Liquid filled toriod

My coffee maker use little toroids filled with liquid creamer. When I flip the creamer disk (like you would flip a coin) the creamer cup changes its axis of rotation...how are the dynamics of the liquid generating the net torque to accomplish this?

Originally posted by joe shmo
My coffee maker use little toroids filled with liquid creamer. When I flip the creamer disk (like you would flip a coin) the creamer cup changes its axis of rotation...what is generating the net torque to accomplish this?

I'm not sure I get the set up, how is this different to the effect with, for example, a gyroscope where there is an effect at right angles to the applied torque and axis of rotation?

Originally posted by DeepThought
I'm not sure I get the set up, how is this different to the effect with, for example, a gyroscope where there is an effect at right angles to the applied torque and axis of rotation?

Imagine a puck lying flat on a table, put the origin of the standard three dimensional coordinates system through its centroid or CM. I induce a rotation about the "x" axis. The end result is the rotation is still about the "x" axis, but the puck has reoriented it self such that there is a combined 90 degree rotation about the "x" axis and a 90 degree rotation about the "z" axis. The rate at which this occurs also "appears" to have some dependency on the initial angular velocity of the puck. This does not happen with a solid puck, just one with liquid in it...This is different from gyroscopic procession of a top, right?

Originally posted by joe shmo
Imagine a puck lying flat on a table, put the origin of the standard three dimensional coordinates system through its centroid or CM. I induce a rotation about the "x" axis. The end result is the rotation is still about the "x" axis, but the puck has reoriented it self such that there is a combined 90 degree rotation about the "x" axis and a 90 degree rota ...[text shortened]... puck, just one with liquid in it...This is different from gyroscopic procession of a top, right?

Is the direction of the additional rotation consistent, or does it always turn the one way?
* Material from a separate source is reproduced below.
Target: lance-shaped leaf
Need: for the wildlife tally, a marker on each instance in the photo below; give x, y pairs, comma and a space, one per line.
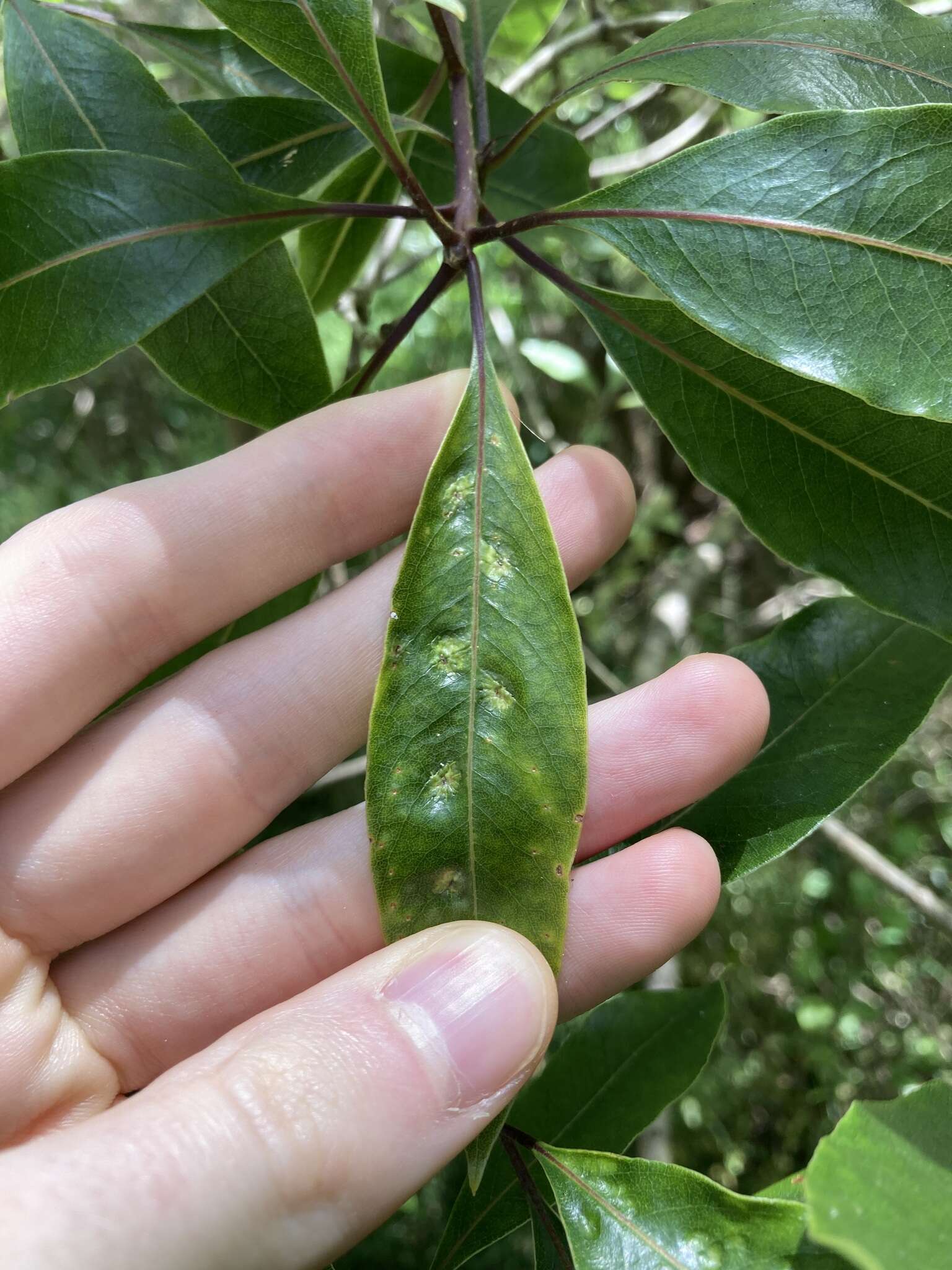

Originally posted by DeepThought
Is the direction of the additional rotation consistent, or does it always turn the one way?

The direction of the compound rotation may or may not be consistent, I can't tell. One face is printed, I've only observed it stabilizing in two orientations, the one I described above, and 180 degrees from it. Another observation: it always appears to stabilize at or around the apex of the trajectory.

Originally posted by joe shmo
The direction of the compound rotation may or may not be consistent, I can't tell. One face is printed, I've only observed it stabilizing in two orientations, the one I described above, and 180 degrees from it. Another observation: it always appears to stabilize at or around the apex of the trajectory.

The only things I can think of is random design variation in the donut thing and effects from trapped air bubbles. There are two ways a bubble could plausibly influence it. When the thing is tipped up the air bubble moves up in the tube so fluid moves the other way. This would produce a net rotation of fluid in the tube at right angles to the tipping so we'd expect the effect. The plus with this explanation is that it would explain variation in the direction of turning, as that would depend on which side the bubble is moving. The problem with it is that I really wouldn't expect the effect from the displacement of an air bubble to be big enough to do it.

The alternative is simply that the air bubble makes the thing slightly heavier on one side so the torque you apply isn't quite around the axis you think it is. I'm not happy with this explanation because I'd still expect it to be too small an effect.

So the basic problem with bubble based explanations is that I find it difficult to believe the effect would be noticeable. Are you sure this isn't a feature of the surface of the toroidal cream holder thing. I'm imagining a donut type thing made by sticking two halves together with the join around the outside edge, so that if you rolled it along the join would be along the point of contact with whatever surface it is rolling on. If the join sticks out at all it might provide the explanation to this rather than anything to do with movements of the fluid in the torus.

Originally posted by joe shmo
My coffee maker use little toroids filled with liquid creamer. When I flip the creamer disk (like you would flip a coin) the creamer cup changes its axis of rotation...how are the dynamics of the liquid generating the net torque to accomplish this?

Is it possible for you to make a little youtube video of the device?